Over the same time period, the Department made too many changes to the management of youth custodial services, both onsite and at head office level. This led to a lack of clear leadership, a lack of continuity and increasing instability.

The Department placed insufficient weight on the risks at Banksia Hill and did too little to address those risks as they became increasingly evident.  There was no rational explanation for how the Department could have allowed amalgamation to proceed in early October.

A new management team which started in November 2012 made immediate efforts to address the problems and had begun to make some progress. However, the issues and risks were so fundamental that they could not be addressed by January 2013, when the riot occurred.
Given the extent of the damage to Banksia Hill and the lack of any alternative juvenile facility, the Department transferred the majority of the detainees to Hakea Prison during the two weeks following the riot. At Hakea, detainees were almost totally locked down for three weeks.  This was not reasonable and was not necessary by way of risk management. Once the total lockdowns were eased, the regime that was put in place fell short of a suitable level of service to young people in detention because of shortfalls in education, programs and recreation, and because of continuing lockdowns.

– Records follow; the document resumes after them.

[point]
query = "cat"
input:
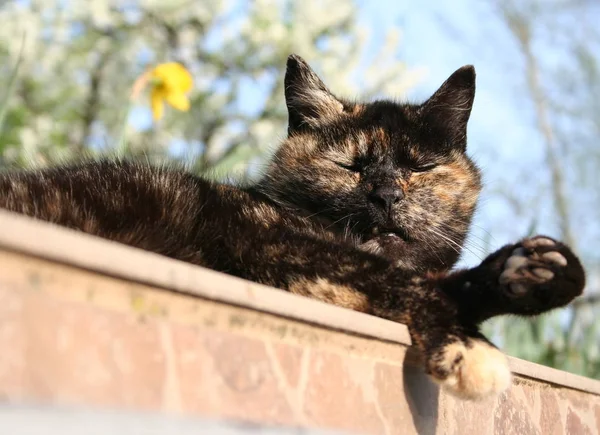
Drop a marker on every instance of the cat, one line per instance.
(364, 205)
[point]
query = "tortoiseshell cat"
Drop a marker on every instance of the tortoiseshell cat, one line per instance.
(363, 206)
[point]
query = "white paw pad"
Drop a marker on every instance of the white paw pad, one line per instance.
(477, 371)
(516, 271)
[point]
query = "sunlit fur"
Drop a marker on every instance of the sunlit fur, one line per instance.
(365, 206)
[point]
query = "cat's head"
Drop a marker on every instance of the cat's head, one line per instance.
(379, 170)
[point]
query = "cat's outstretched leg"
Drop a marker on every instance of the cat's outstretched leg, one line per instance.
(531, 277)
(456, 356)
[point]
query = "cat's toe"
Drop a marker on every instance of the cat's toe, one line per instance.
(471, 370)
(543, 271)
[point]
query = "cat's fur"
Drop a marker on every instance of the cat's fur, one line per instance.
(364, 206)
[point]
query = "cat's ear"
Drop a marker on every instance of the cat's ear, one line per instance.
(447, 111)
(308, 100)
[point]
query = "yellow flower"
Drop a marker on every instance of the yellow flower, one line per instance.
(170, 83)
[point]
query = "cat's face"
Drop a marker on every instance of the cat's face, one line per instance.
(382, 170)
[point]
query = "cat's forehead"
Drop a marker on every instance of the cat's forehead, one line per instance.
(387, 114)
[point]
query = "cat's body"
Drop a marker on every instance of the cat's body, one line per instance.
(364, 206)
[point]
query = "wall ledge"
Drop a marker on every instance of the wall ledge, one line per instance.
(266, 347)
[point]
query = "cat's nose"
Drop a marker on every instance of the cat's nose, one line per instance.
(386, 196)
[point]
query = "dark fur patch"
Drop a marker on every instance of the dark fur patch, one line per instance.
(365, 206)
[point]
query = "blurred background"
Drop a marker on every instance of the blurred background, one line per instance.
(68, 66)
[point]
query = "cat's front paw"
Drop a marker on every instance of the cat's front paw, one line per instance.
(541, 274)
(472, 369)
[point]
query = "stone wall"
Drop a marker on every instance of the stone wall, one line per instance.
(89, 323)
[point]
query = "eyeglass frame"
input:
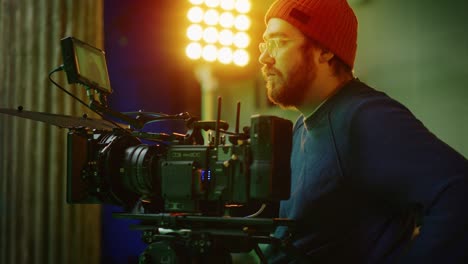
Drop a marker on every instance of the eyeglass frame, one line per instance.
(271, 46)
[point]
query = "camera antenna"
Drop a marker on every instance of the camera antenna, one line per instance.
(218, 120)
(237, 117)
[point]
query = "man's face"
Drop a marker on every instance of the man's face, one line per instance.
(290, 69)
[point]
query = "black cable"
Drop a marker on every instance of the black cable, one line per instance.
(61, 68)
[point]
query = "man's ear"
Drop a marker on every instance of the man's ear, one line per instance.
(325, 56)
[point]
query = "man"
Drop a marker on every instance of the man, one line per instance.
(370, 184)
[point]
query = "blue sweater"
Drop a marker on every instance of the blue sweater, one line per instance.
(365, 172)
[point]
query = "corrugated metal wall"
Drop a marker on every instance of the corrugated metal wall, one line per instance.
(36, 224)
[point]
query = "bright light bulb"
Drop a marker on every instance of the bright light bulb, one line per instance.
(241, 57)
(196, 2)
(243, 6)
(226, 37)
(226, 19)
(194, 51)
(242, 22)
(228, 4)
(211, 17)
(195, 14)
(210, 53)
(241, 40)
(210, 35)
(212, 3)
(195, 32)
(225, 55)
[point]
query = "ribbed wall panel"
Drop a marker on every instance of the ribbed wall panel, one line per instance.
(36, 224)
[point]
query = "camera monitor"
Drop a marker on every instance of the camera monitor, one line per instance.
(85, 64)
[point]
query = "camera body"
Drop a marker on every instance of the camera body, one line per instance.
(114, 167)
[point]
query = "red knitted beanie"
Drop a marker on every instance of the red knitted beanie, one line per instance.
(331, 23)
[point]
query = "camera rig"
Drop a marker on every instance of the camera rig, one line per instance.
(184, 191)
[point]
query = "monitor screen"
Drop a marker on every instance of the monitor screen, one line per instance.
(85, 64)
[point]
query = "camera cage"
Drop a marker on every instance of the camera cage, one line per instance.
(201, 234)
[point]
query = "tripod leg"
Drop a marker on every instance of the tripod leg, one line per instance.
(260, 255)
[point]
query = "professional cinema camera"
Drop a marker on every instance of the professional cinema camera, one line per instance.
(185, 191)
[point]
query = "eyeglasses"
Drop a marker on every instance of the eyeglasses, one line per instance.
(270, 46)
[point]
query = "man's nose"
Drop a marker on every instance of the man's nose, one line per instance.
(265, 58)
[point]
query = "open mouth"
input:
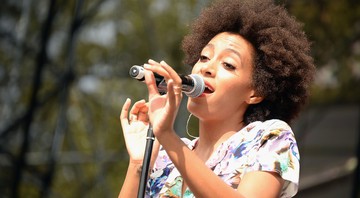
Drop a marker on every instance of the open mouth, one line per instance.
(208, 90)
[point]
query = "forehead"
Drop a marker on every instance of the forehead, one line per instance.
(233, 42)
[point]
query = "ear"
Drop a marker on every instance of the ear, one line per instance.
(254, 98)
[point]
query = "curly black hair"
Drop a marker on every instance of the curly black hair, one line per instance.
(283, 67)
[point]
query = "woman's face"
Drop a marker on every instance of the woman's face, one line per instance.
(226, 64)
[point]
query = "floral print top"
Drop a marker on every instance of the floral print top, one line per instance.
(260, 146)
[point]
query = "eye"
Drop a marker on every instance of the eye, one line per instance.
(229, 66)
(203, 58)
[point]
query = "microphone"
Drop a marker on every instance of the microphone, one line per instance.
(192, 85)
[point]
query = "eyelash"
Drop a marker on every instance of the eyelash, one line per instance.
(226, 65)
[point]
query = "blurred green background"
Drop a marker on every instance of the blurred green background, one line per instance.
(64, 77)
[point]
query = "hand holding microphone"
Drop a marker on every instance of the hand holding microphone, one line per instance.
(192, 85)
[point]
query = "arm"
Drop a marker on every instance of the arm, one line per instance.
(200, 179)
(204, 183)
(134, 131)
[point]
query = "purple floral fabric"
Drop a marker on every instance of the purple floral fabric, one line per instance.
(260, 146)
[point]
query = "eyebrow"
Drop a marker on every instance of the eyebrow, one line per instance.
(227, 49)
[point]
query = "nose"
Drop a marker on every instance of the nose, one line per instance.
(208, 69)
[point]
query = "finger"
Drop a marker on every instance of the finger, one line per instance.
(173, 95)
(151, 83)
(124, 113)
(136, 109)
(171, 73)
(157, 68)
(143, 113)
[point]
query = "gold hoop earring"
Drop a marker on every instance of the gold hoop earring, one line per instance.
(187, 127)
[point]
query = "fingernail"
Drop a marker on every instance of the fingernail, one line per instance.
(146, 66)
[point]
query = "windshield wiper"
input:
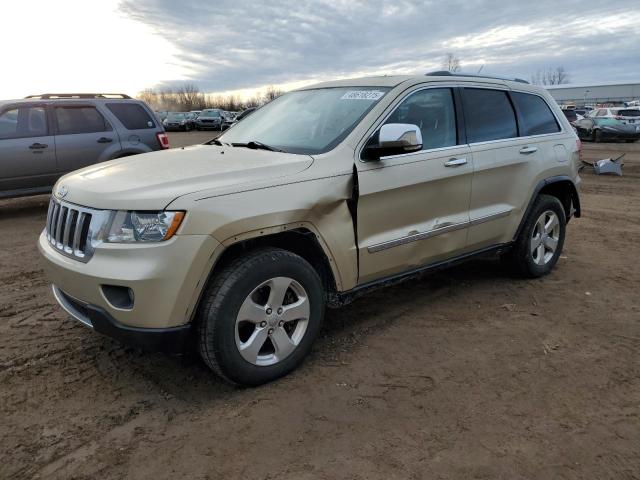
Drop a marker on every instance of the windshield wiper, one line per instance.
(257, 146)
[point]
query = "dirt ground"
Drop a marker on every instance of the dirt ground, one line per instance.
(468, 373)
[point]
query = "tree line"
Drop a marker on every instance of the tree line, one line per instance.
(189, 97)
(543, 76)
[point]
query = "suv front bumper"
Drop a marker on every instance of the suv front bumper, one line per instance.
(164, 279)
(168, 340)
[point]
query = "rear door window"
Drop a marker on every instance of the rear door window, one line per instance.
(488, 115)
(536, 117)
(23, 122)
(80, 119)
(131, 115)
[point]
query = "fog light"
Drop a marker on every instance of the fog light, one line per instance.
(118, 297)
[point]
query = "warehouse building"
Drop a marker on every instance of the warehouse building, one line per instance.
(591, 93)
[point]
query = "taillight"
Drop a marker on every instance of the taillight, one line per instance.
(579, 145)
(163, 140)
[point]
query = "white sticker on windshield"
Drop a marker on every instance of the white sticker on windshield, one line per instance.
(363, 95)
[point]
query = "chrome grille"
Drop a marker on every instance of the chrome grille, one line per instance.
(70, 229)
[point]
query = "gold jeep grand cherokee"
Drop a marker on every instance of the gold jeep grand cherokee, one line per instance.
(238, 245)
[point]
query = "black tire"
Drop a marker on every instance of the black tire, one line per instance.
(521, 258)
(219, 307)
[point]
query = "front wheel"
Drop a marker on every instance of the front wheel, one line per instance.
(260, 316)
(540, 242)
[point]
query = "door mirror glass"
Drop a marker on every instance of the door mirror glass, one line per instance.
(393, 139)
(403, 136)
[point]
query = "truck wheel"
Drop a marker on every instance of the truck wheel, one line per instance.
(539, 244)
(259, 316)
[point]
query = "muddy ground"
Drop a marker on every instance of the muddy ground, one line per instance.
(468, 373)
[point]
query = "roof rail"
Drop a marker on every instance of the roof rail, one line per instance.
(447, 73)
(47, 96)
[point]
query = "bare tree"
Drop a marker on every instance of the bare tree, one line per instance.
(451, 63)
(188, 97)
(550, 76)
(271, 93)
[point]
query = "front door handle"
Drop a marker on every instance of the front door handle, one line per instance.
(528, 150)
(455, 162)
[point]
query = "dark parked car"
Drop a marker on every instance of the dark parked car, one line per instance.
(571, 115)
(178, 121)
(245, 113)
(610, 124)
(43, 137)
(210, 119)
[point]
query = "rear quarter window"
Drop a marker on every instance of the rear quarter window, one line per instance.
(132, 115)
(80, 119)
(536, 117)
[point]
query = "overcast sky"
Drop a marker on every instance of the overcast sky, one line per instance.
(240, 45)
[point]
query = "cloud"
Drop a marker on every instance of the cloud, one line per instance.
(229, 45)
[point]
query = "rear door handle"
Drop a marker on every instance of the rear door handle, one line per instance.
(455, 162)
(528, 150)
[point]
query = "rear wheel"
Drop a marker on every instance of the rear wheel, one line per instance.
(260, 316)
(540, 242)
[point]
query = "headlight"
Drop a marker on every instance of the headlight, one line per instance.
(131, 227)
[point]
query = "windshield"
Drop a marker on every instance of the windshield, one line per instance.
(306, 121)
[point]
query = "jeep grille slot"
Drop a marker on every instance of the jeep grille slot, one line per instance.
(68, 229)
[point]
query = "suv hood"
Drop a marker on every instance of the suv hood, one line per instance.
(151, 181)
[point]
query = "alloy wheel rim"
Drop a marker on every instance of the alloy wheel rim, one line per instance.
(272, 321)
(545, 238)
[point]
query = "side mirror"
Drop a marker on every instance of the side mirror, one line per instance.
(394, 139)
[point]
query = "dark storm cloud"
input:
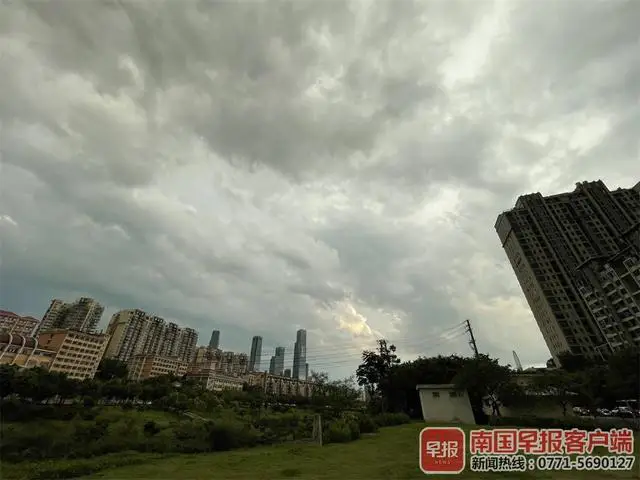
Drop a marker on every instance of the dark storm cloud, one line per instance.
(259, 166)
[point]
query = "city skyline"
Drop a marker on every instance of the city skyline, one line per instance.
(156, 331)
(342, 174)
(577, 258)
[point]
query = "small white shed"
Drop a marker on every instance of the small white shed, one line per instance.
(445, 403)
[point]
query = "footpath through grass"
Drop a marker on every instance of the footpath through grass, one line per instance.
(390, 454)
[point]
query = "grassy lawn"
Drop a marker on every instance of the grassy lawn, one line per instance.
(391, 454)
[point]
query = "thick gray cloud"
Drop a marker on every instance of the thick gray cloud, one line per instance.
(260, 167)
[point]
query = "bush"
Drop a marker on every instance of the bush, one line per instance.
(391, 419)
(341, 431)
(367, 424)
(51, 470)
(229, 435)
(566, 423)
(14, 410)
(150, 428)
(288, 426)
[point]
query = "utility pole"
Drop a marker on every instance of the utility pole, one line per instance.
(472, 342)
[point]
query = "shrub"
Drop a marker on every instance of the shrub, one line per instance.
(391, 419)
(367, 424)
(287, 426)
(150, 428)
(229, 435)
(191, 437)
(14, 410)
(338, 432)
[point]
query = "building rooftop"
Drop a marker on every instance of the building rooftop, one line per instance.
(437, 386)
(18, 340)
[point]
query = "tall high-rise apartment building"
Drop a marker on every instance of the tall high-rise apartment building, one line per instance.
(187, 343)
(256, 354)
(299, 354)
(561, 248)
(276, 367)
(214, 342)
(17, 324)
(83, 315)
(135, 332)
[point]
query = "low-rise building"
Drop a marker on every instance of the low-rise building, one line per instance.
(213, 380)
(13, 323)
(280, 385)
(142, 367)
(78, 354)
(445, 403)
(23, 352)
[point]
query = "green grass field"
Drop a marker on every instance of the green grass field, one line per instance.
(391, 454)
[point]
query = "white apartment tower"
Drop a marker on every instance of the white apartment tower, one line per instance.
(83, 315)
(135, 332)
(561, 247)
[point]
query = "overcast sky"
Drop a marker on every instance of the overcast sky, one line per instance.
(259, 167)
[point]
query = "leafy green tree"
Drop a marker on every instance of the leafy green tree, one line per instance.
(374, 371)
(561, 385)
(8, 375)
(484, 379)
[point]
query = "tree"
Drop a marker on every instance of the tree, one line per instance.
(374, 371)
(574, 363)
(484, 379)
(8, 375)
(110, 369)
(560, 385)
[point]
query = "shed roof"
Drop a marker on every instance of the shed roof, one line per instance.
(438, 386)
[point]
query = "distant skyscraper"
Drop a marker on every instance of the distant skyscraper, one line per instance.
(256, 353)
(272, 365)
(299, 354)
(575, 255)
(135, 332)
(279, 361)
(215, 339)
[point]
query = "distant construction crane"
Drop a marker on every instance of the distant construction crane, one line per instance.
(517, 360)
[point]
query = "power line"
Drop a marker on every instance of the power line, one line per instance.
(395, 341)
(414, 345)
(351, 361)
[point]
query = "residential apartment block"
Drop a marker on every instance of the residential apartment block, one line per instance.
(559, 246)
(78, 354)
(255, 356)
(300, 355)
(142, 367)
(225, 363)
(17, 324)
(83, 315)
(23, 351)
(279, 385)
(216, 381)
(214, 342)
(135, 332)
(276, 366)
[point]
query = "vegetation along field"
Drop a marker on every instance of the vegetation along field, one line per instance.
(172, 428)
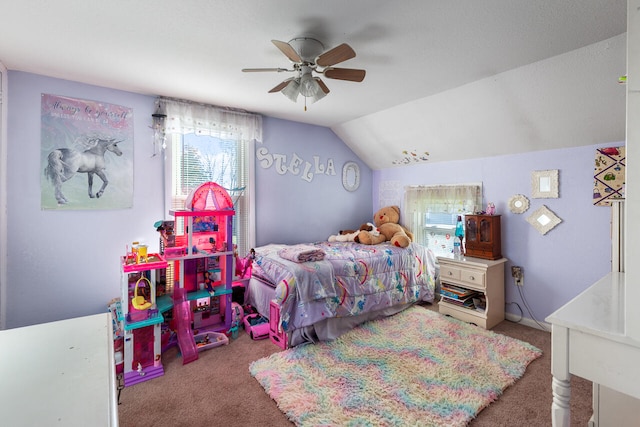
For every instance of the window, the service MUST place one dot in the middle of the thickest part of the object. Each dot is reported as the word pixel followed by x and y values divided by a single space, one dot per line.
pixel 430 212
pixel 206 143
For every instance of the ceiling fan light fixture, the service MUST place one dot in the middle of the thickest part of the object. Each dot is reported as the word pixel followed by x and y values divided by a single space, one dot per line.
pixel 308 86
pixel 292 90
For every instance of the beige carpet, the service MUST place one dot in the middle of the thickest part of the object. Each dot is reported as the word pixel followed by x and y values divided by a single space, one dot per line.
pixel 218 390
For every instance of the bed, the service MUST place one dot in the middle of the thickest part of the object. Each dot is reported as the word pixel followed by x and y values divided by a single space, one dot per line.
pixel 321 299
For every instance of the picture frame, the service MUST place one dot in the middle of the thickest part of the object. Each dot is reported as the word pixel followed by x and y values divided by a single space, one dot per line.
pixel 543 220
pixel 544 184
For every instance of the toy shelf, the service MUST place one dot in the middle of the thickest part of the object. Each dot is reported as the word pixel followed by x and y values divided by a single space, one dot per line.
pixel 165 302
pixel 154 320
pixel 155 261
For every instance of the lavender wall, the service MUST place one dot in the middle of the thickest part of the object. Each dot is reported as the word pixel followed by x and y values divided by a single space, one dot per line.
pixel 557 266
pixel 292 208
pixel 66 264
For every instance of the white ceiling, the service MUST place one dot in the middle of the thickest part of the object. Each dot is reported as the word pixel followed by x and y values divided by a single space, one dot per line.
pixel 457 79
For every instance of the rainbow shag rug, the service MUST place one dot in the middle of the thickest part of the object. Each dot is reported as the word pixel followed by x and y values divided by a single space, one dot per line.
pixel 415 368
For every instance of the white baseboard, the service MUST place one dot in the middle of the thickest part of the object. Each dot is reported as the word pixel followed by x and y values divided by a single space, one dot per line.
pixel 527 322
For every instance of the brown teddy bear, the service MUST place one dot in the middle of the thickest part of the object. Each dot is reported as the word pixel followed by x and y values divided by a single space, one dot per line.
pixel 386 220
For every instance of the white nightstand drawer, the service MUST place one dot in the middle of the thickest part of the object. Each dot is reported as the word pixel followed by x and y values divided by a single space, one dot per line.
pixel 473 277
pixel 448 272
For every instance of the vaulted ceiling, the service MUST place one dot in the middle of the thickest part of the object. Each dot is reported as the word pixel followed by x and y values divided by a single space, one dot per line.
pixel 445 80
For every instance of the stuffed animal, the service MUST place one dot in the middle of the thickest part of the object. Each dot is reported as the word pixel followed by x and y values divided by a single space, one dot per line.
pixel 350 235
pixel 386 221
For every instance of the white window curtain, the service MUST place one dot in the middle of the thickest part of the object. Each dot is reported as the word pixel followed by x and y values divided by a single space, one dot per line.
pixel 233 133
pixel 430 212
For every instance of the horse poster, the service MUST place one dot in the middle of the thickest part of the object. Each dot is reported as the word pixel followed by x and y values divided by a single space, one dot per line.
pixel 86 154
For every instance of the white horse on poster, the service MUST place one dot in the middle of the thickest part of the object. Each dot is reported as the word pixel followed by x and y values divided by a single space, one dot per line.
pixel 64 163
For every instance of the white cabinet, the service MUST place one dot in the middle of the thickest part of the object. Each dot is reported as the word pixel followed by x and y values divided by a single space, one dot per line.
pixel 482 276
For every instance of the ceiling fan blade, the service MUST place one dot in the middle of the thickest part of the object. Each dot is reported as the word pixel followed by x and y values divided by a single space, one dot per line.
pixel 289 51
pixel 323 86
pixel 349 74
pixel 260 70
pixel 281 86
pixel 336 55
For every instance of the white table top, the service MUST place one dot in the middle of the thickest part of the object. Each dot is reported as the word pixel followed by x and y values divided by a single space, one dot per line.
pixel 59 373
pixel 599 310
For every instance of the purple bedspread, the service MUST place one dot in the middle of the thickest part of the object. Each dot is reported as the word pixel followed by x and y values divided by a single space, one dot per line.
pixel 351 279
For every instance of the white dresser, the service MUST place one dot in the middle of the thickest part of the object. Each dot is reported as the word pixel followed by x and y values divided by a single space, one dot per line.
pixel 59 373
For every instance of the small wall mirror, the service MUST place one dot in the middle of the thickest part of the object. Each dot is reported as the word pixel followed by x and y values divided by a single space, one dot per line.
pixel 518 204
pixel 544 184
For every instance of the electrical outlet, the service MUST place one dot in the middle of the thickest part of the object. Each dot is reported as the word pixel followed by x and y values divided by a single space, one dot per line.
pixel 518 275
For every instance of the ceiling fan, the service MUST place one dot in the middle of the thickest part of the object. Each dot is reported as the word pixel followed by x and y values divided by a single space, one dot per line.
pixel 308 56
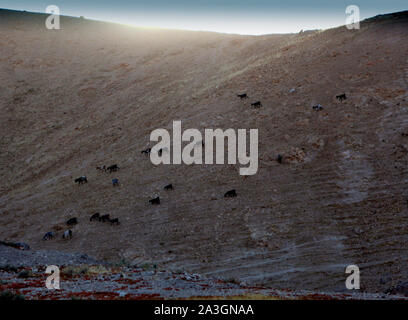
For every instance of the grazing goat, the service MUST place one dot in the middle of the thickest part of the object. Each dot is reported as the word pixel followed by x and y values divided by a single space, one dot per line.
pixel 81 180
pixel 95 216
pixel 341 97
pixel 168 187
pixel 231 193
pixel 72 221
pixel 112 168
pixel 113 221
pixel 256 104
pixel 155 200
pixel 48 236
pixel 104 218
pixel 67 234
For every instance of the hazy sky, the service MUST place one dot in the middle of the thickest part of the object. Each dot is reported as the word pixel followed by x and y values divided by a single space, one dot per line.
pixel 232 16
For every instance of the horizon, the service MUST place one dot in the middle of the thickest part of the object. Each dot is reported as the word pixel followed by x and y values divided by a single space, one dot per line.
pixel 231 17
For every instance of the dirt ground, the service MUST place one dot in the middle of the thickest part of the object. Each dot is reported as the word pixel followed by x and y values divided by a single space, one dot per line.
pixel 91 93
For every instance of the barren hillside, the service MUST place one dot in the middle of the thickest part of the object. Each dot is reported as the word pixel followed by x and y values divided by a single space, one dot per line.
pixel 91 93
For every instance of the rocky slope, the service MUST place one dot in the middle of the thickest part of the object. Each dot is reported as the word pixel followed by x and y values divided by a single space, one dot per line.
pixel 91 93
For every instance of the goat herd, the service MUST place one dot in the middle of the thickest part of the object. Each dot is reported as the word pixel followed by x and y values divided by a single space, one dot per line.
pixel 155 201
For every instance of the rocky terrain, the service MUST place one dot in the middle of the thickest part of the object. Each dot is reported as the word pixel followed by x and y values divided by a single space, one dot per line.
pixel 91 93
pixel 23 276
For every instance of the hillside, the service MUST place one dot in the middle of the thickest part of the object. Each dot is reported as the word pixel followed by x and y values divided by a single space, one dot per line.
pixel 91 93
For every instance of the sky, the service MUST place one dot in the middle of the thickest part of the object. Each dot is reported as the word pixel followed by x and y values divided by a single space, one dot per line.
pixel 227 16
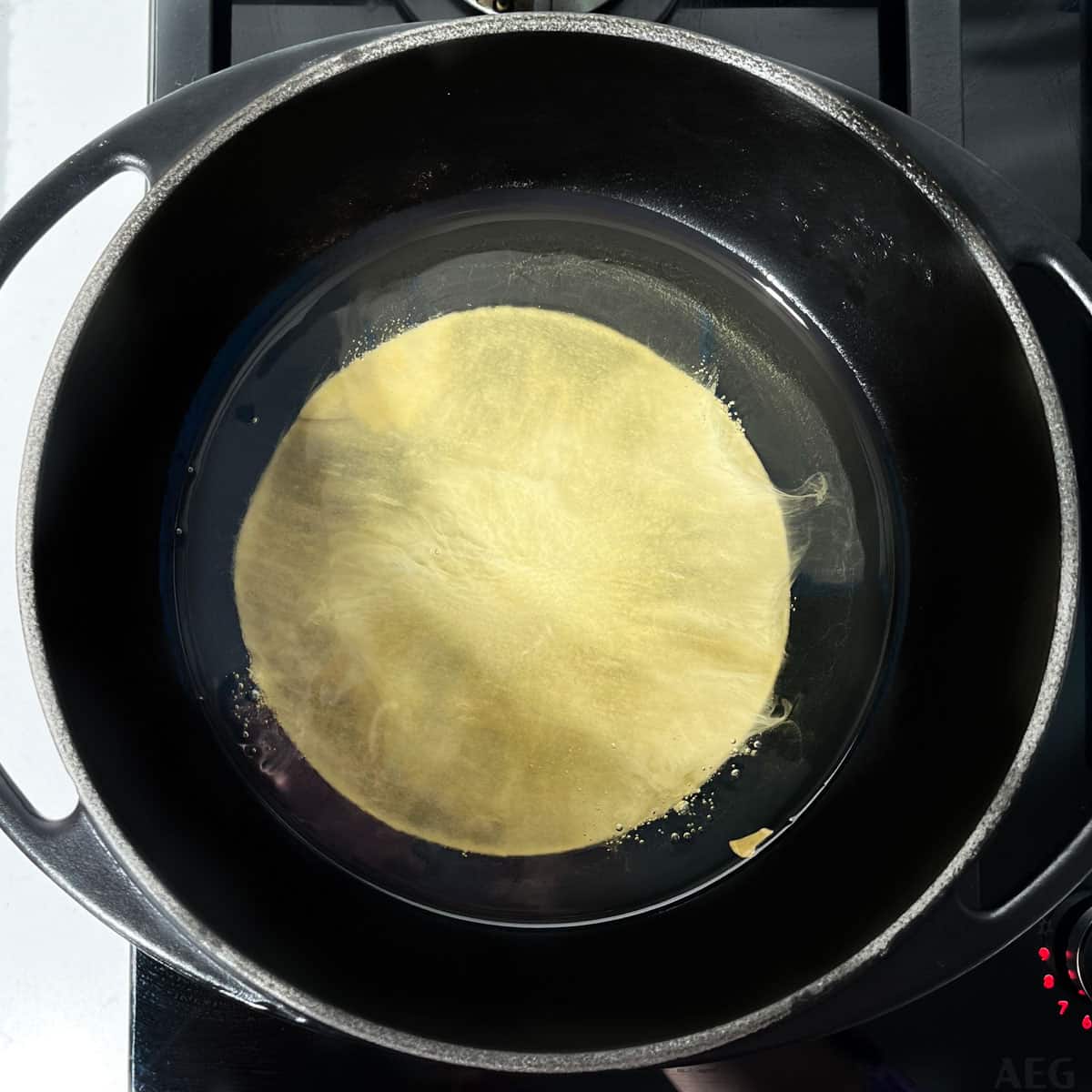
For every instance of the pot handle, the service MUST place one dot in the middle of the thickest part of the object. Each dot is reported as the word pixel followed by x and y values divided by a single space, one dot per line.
pixel 75 856
pixel 71 851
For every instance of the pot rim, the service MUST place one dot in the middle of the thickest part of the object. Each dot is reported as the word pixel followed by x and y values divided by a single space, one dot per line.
pixel 283 994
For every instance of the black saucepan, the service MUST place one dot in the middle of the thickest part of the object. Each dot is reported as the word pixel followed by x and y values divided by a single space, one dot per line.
pixel 877 339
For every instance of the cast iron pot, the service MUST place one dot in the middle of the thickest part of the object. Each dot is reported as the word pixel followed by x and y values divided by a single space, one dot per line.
pixel 167 845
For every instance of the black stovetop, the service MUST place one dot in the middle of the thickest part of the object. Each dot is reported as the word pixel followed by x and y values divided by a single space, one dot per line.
pixel 1004 77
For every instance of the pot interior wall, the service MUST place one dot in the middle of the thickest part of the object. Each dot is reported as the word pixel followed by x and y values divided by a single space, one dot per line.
pixel 842 230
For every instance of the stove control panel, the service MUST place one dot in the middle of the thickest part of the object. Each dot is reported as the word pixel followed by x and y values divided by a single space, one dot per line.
pixel 1064 960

The report concludes that a fresh approach is required to manage young people in custody.  Responsibility for youth justice services should lie with an agency whose primary responsibility is youth justice, not adult imprisonment. Currently, youth justice services accounts for $100 million of the Department’s total budget but reliable estimates suggest that another $200 million or more is spent across government on services for youth at risk. There are strong arguments in favour of a establishing either a new government department or a Youth Justice Commission (along the lines of the Mental Health Commission) to oversee this expenditure and to drive youth justice into the future. Key outcomes should be a sharper focus on regional youth, Aboriginal youth and mental health.